Activity 5: Create models
To explore dbt's ability for objects to be referenced by other objects, in this activity, you will simulate a Finance deparment that maintains two models where the second model references the first model. To reference means to reuse and not have to duplicate code.
- Model 1 - Quarterly Total Sales By Event
- Model 2 - Quarterly Top Events By Sales (references Model 1 to rank and filter for top 3 events by sales for each quarter)
Activity 6: Create macros
In this activity, you will use macros to create a piece of reusable data transformation logic and also to manage users and grants. Macros are a great way in dbt to create reusable pieces of SQL codes like a function in Python.
Activity 7: Data Masking
In this activity, you will simulate a Technology department with one model that contains data masking logic.

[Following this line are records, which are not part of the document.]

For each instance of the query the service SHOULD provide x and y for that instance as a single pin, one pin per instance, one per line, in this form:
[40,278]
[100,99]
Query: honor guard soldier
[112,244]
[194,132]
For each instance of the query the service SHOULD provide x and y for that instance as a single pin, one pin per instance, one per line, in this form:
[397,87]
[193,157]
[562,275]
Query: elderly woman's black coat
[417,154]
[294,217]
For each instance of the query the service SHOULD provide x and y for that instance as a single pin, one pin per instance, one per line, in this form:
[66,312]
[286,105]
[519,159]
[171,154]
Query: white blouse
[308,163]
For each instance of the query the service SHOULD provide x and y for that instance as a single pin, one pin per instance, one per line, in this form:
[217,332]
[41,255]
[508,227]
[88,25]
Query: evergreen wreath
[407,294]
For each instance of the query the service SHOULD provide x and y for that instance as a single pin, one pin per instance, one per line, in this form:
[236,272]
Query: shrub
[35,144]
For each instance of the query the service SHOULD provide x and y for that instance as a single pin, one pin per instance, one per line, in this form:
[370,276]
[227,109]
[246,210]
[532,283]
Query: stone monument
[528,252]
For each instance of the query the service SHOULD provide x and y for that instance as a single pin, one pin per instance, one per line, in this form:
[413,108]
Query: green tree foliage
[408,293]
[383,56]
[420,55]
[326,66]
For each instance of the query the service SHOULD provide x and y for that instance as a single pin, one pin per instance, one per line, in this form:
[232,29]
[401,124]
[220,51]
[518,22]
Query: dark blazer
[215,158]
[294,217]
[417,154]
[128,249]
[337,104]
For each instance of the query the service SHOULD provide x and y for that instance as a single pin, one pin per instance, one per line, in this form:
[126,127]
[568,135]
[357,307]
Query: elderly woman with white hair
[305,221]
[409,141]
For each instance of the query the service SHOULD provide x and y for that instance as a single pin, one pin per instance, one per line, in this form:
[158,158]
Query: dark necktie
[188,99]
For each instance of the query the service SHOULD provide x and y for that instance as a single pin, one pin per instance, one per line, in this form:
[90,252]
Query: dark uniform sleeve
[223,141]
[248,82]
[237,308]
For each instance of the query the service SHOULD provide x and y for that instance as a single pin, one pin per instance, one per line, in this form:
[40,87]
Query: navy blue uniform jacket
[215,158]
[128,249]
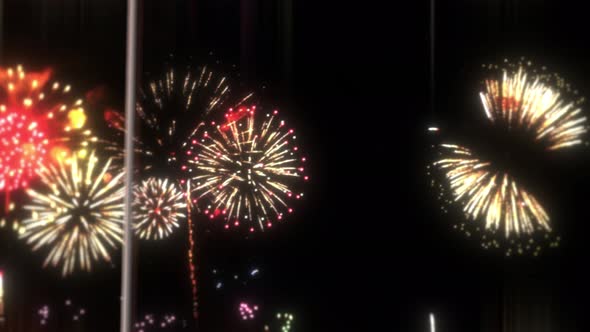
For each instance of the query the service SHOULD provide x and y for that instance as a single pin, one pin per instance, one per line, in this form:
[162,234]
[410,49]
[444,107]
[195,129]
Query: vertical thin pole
[130,92]
[432,323]
[432,56]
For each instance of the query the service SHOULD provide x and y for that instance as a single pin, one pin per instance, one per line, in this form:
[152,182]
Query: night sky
[369,250]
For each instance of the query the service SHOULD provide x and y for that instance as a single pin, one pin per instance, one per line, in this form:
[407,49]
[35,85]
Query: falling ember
[246,168]
[75,213]
[159,205]
[247,311]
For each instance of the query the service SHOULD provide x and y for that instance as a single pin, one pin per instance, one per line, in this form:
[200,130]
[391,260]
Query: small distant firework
[77,213]
[246,169]
[286,321]
[247,311]
[224,279]
[151,323]
[159,204]
[171,106]
[43,314]
[516,97]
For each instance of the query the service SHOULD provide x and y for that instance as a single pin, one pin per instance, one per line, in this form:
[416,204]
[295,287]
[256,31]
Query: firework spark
[159,205]
[171,107]
[518,98]
[77,213]
[523,99]
[38,96]
[23,148]
[247,311]
[246,169]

Activity 8: Access Control Management with dbt macros
Macros can be used to send queries to Amazon Redshift. In this activity, you will use macros to manage users and grants. Similar to the Python script earlier, you can modify the macros created in this activity to better suit your needs beyond the scope of this workshop. For example, you might want to include a new macro to manage Role-based access control (RBAC) in Amazon Redshift.
Activity 9: dbt hooks
As models are added or updated, you will constantly need to grant access to new views and regrant access to existing views. Regranting access to an existing view is required as dbt updates by dropping existing view and creating a new view.
This introduces the operational challenge of you having to remember to run macro macro_manage_users_grants. However the process of running macro macro_manage_users_grants can be automated by hooks in dbt.
Activity 10: Create seeds
Seeds are a convenient way in dbt for you to manage manual files. A common use case for manual files is to introduce data mappings. Manual files allows data mappings to be easily maintained and reused as compared to the usage of case statements in SQL which requires code changes when data mappings are changed.
In this activity, you will simulate a Marketing department that maintains a custom data mapping csv that a model uses.
Activity 11: Create documentations
The ability for objects to reference other objects improves code reusability but can result in widespread negative impact when an erroneous change is introduced to an object that is referenced by a large number of objects. dbt provides you with an interface to visualize all models and its dependencies on other models which is useful for impact analysis.
Activity 12: Materialized View
Materialized view stores precomputed results to reduce processing time for complex queries involving multi-table joins and aggregations.
In this activity, you will simulate an Experimental department that is exploring a dbt experimental feature.